MOSS-TTSD and MOSS-Speech
MOSS-TTSD handles the output side (text-to-speech synthesis) while MOSS-Speech handles the input side (speech-to-speech processing), making them complementary components of an end-to-end voice conversation pipeline.
About MOSS-TTSD
OpenMOSS/MOSS-TTSD
MOSS-TTSD is a spoken dialogue generation model designed for expressive multi-speaker synthesis. It features long-context modeling, flexible speaker control, and multilingual support, while enabling zero-shot voice cloning from short audio references.

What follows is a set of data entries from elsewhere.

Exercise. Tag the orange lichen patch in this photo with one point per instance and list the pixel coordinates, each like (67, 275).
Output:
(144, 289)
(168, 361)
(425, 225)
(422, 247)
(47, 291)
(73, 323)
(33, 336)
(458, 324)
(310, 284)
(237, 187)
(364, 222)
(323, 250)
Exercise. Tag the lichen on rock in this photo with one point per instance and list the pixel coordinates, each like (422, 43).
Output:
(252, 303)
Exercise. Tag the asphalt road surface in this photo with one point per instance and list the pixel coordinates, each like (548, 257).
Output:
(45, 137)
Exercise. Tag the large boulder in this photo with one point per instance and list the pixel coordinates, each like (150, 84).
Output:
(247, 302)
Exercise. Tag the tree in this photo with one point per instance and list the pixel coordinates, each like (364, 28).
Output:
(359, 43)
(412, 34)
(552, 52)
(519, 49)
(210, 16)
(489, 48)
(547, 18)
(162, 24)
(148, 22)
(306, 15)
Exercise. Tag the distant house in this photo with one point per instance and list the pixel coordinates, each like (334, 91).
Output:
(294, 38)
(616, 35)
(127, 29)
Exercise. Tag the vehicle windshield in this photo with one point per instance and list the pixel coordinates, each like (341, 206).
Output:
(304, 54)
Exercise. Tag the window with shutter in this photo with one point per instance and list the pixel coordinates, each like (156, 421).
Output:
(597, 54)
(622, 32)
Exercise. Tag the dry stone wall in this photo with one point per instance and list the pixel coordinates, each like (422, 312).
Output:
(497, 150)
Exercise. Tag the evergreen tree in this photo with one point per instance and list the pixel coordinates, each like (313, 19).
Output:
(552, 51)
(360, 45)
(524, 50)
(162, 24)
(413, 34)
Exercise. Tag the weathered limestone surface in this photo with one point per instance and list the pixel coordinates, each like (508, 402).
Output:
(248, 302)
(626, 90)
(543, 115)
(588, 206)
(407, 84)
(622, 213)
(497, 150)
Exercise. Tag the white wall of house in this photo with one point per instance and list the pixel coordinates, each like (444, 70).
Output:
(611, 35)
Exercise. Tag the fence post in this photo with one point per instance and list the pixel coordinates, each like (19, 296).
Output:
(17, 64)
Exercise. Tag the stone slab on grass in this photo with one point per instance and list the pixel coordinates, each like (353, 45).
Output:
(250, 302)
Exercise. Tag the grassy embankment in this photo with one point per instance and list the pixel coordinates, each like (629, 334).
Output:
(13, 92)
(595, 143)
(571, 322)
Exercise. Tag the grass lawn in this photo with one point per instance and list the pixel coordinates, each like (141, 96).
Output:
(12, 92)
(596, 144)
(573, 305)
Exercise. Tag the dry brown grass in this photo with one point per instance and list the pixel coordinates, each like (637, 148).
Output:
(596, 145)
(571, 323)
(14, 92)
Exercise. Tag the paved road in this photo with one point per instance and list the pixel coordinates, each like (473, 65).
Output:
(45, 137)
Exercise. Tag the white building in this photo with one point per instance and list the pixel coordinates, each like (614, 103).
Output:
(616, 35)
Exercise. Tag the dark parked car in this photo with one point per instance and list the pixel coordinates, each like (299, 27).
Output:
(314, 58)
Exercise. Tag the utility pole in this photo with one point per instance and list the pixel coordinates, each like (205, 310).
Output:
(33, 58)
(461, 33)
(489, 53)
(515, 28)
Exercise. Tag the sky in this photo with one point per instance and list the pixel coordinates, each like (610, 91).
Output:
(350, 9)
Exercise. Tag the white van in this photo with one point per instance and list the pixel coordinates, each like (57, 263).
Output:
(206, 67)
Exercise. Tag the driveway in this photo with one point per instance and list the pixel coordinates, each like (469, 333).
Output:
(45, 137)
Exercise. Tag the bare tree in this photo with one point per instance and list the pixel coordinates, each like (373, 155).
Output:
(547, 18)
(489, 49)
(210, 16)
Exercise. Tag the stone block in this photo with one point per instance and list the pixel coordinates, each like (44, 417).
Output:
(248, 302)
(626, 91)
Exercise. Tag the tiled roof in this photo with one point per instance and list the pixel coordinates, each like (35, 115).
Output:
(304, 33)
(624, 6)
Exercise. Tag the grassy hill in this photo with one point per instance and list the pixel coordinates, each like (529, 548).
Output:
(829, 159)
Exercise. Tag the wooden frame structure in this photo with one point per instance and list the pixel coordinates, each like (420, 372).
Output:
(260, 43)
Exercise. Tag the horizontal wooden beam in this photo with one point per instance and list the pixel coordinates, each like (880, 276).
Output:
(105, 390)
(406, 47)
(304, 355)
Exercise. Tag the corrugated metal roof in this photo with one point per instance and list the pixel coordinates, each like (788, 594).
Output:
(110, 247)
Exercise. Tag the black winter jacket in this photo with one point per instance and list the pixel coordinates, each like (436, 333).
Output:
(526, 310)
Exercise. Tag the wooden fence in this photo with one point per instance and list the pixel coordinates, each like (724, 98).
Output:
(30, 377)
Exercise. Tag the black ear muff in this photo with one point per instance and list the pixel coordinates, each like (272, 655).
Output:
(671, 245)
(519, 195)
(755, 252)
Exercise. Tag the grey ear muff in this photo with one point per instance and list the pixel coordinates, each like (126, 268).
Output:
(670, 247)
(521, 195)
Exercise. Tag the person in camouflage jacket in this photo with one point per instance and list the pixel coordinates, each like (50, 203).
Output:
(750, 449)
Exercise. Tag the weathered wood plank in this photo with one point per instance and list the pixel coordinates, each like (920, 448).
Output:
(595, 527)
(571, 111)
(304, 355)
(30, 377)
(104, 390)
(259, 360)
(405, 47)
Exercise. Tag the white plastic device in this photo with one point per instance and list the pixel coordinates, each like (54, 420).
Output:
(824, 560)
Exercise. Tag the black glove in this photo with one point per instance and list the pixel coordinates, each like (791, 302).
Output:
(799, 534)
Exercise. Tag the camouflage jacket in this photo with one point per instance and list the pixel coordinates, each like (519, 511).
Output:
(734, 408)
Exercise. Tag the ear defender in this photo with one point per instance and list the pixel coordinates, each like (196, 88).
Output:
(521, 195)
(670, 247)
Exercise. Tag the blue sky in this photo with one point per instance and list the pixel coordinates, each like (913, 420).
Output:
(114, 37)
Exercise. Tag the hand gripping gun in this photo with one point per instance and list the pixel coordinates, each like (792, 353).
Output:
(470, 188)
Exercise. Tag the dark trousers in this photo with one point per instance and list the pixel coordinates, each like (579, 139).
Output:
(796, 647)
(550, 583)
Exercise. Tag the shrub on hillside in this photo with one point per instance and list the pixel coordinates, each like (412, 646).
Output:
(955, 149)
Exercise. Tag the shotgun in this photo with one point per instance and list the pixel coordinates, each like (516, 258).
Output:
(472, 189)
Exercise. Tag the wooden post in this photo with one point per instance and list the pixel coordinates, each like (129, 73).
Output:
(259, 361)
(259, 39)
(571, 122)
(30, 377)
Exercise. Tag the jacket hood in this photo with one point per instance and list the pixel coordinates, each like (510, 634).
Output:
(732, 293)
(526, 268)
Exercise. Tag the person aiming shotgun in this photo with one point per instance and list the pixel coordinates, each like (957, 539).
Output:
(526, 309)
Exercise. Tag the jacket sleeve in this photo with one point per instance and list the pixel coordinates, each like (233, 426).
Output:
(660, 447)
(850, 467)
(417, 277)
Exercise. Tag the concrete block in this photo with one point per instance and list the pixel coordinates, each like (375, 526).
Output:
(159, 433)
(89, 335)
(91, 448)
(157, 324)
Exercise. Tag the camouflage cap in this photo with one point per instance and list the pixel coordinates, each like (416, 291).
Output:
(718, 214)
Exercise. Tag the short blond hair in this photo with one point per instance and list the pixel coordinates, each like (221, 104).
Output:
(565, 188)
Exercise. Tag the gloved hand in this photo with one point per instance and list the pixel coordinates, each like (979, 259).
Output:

This project helps content creators transform dialogue scripts into dynamic, expressive spoken conversations with multiple distinct speakers. You provide a script and short audio references for each speaker, and it generates natural-sounding, long-form spoken dialogue up to 60 minutes. It's ideal for producers of podcasts, audiobooks, commentary, and dubbed content.
About MOSS-Speech
OpenMOSS/MOSS-Speech
MOSS-Speech is a true speech-to-speech large language model without text guidance.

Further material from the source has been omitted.